2021-11-20

UU Minute #62

The Hollis Chair of Divinity



Harvard Divinity School’s Hollis Chair of Divinity was established in 1721 by a donation from the wealthy merchant, Thomas Hollis. The Hollis chair is the oldest endowed chair in the United States, the first professorship in theology in the country, and, in the early 1800s, was the most prestigious professorship in America.

The first three holders of the Hollis chair were Calvinist Congregationalists: Edward Michael Wigglesworth (43 years); his son, Edward Wigglesworth (27 years); and David Tappan, who died in 1803 after holding the chair for just nine years. At Tappan’s death, the chair was vacant for two years as the liberal and conservative wings fought over who would succeed to the chair.

Jesse Appleton was the conservative candidate, Henry Ware the liberal. The six-member board charged with making the decision was evenly divided. The decision was debated and delayed. Finally, the liberal, Henry Ware, was selected to be the Hollis Professor of Divinity. The conservatives were so angered by this choice that they resigned from Harvard’s Board of Overseers. Liberals replaced them, taking effective control of Harvard and the process by which leadership of the church would be educated.
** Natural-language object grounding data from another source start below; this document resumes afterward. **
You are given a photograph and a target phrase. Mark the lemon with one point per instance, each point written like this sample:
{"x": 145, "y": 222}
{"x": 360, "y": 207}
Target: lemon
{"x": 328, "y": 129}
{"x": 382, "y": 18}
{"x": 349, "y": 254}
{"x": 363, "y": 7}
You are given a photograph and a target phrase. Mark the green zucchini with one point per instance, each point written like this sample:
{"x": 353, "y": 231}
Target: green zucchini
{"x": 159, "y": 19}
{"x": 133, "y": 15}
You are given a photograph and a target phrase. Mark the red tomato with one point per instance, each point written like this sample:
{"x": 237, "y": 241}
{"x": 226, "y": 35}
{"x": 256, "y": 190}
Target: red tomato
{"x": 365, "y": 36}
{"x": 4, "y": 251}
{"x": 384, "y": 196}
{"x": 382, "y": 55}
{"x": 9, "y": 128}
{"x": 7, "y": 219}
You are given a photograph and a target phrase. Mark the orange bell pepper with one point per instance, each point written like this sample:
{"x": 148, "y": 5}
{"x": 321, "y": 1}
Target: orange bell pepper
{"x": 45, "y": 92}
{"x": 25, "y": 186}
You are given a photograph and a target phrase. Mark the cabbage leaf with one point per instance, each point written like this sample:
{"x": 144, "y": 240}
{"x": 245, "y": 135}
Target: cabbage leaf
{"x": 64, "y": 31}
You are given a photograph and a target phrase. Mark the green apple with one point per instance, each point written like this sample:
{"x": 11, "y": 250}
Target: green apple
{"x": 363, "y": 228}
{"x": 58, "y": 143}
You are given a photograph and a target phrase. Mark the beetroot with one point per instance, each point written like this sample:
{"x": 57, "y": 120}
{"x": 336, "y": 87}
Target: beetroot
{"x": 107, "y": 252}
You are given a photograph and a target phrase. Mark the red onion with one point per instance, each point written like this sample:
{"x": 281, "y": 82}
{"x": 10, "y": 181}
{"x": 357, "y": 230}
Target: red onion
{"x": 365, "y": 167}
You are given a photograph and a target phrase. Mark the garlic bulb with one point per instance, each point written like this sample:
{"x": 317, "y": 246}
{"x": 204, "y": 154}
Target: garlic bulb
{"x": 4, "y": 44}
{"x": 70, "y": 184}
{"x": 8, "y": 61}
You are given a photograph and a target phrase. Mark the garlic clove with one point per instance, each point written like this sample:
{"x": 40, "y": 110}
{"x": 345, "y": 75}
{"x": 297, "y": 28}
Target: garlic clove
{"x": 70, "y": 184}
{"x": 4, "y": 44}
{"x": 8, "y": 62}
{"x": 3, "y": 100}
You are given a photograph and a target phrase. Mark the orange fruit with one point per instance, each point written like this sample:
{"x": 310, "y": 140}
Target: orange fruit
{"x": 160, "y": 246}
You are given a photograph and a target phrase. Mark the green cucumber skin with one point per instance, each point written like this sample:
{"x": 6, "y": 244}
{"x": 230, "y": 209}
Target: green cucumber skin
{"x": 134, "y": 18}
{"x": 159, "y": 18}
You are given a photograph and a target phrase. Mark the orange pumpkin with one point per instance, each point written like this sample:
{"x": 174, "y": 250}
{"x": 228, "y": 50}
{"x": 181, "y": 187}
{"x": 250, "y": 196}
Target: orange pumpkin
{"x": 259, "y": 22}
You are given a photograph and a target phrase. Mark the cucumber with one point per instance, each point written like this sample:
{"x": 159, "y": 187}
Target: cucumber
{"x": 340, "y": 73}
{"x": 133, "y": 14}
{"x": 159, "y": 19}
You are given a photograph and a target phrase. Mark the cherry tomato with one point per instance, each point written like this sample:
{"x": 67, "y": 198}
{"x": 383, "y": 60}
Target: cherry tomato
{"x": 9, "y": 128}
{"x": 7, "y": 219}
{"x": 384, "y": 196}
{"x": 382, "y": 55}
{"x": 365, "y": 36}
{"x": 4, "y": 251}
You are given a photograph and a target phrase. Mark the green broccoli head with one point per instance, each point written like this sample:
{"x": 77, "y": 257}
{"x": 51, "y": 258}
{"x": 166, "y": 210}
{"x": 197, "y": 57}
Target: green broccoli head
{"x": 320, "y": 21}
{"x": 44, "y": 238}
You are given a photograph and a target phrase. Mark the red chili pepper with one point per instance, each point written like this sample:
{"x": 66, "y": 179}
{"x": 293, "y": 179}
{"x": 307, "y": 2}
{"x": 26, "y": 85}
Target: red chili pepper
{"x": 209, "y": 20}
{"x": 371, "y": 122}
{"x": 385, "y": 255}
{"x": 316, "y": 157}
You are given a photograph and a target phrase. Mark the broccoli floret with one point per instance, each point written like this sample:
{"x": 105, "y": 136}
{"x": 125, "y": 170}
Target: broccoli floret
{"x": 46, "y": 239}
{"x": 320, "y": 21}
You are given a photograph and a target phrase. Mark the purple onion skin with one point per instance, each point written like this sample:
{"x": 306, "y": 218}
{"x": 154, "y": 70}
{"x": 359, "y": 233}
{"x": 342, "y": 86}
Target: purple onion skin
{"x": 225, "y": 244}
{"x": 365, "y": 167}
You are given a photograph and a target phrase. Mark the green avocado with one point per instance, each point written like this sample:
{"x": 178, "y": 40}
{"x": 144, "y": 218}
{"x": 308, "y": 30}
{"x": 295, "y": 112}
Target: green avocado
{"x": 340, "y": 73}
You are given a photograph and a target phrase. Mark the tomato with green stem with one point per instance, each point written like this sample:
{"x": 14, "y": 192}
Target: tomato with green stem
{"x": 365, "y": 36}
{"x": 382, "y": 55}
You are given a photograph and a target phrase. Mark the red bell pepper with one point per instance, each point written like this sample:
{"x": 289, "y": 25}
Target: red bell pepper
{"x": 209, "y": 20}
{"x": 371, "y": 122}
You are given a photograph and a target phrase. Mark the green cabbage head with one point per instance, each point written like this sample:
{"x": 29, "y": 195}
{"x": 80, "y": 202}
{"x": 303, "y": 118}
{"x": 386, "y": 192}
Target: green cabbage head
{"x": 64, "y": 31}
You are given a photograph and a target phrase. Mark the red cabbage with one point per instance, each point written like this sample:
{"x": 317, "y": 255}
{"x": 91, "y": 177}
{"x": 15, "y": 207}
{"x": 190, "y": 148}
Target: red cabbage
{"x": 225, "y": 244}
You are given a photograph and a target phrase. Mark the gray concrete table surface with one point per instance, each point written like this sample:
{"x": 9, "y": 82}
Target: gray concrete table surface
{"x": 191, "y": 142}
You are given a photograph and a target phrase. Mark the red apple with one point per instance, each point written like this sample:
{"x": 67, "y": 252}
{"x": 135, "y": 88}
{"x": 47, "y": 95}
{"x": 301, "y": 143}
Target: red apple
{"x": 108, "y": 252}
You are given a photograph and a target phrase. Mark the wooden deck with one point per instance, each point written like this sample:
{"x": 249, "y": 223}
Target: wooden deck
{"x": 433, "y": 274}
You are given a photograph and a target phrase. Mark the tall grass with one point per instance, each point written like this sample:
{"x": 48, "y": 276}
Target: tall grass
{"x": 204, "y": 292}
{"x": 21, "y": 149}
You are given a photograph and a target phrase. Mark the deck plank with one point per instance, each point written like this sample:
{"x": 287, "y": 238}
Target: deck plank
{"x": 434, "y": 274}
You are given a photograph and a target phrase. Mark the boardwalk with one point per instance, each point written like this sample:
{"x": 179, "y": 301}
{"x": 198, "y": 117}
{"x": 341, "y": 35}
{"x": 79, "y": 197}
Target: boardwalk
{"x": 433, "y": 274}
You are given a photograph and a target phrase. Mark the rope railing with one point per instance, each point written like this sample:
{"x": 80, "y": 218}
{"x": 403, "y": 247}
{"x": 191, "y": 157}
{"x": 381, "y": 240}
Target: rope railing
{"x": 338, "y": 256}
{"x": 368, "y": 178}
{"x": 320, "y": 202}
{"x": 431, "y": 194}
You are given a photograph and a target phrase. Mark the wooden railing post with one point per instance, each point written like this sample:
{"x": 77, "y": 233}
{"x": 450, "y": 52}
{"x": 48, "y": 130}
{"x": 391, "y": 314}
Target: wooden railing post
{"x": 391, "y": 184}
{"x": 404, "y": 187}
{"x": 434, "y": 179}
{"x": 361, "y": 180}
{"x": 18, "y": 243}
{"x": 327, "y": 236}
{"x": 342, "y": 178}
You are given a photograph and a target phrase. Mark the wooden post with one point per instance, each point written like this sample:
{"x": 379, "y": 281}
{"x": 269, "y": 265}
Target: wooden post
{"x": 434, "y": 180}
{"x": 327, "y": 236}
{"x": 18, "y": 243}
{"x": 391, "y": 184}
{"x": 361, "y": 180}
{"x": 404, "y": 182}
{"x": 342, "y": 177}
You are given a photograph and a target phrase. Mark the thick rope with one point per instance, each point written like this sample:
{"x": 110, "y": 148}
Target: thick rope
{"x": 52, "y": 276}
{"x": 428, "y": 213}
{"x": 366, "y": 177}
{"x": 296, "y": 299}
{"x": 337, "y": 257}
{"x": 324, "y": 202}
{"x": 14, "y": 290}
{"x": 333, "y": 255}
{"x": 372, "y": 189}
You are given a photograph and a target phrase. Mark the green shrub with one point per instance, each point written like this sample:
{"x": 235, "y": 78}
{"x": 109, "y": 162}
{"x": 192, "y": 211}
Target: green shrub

The conservatives responded by establishing Andover Newton Theological Seminary, which opened in 1808. The new seminary was overtly Calvinist, committed to a creed to which professors would be required to resubscribe every five years as a guard against creeping liberalism.

The schism was sealed. It remained only for the liberals to declare themselves a distinct denomination. But who would lead such a declaration? Eyes turned to the brilliant young minister of Boston’s Federal Street church: William Ellery Channing.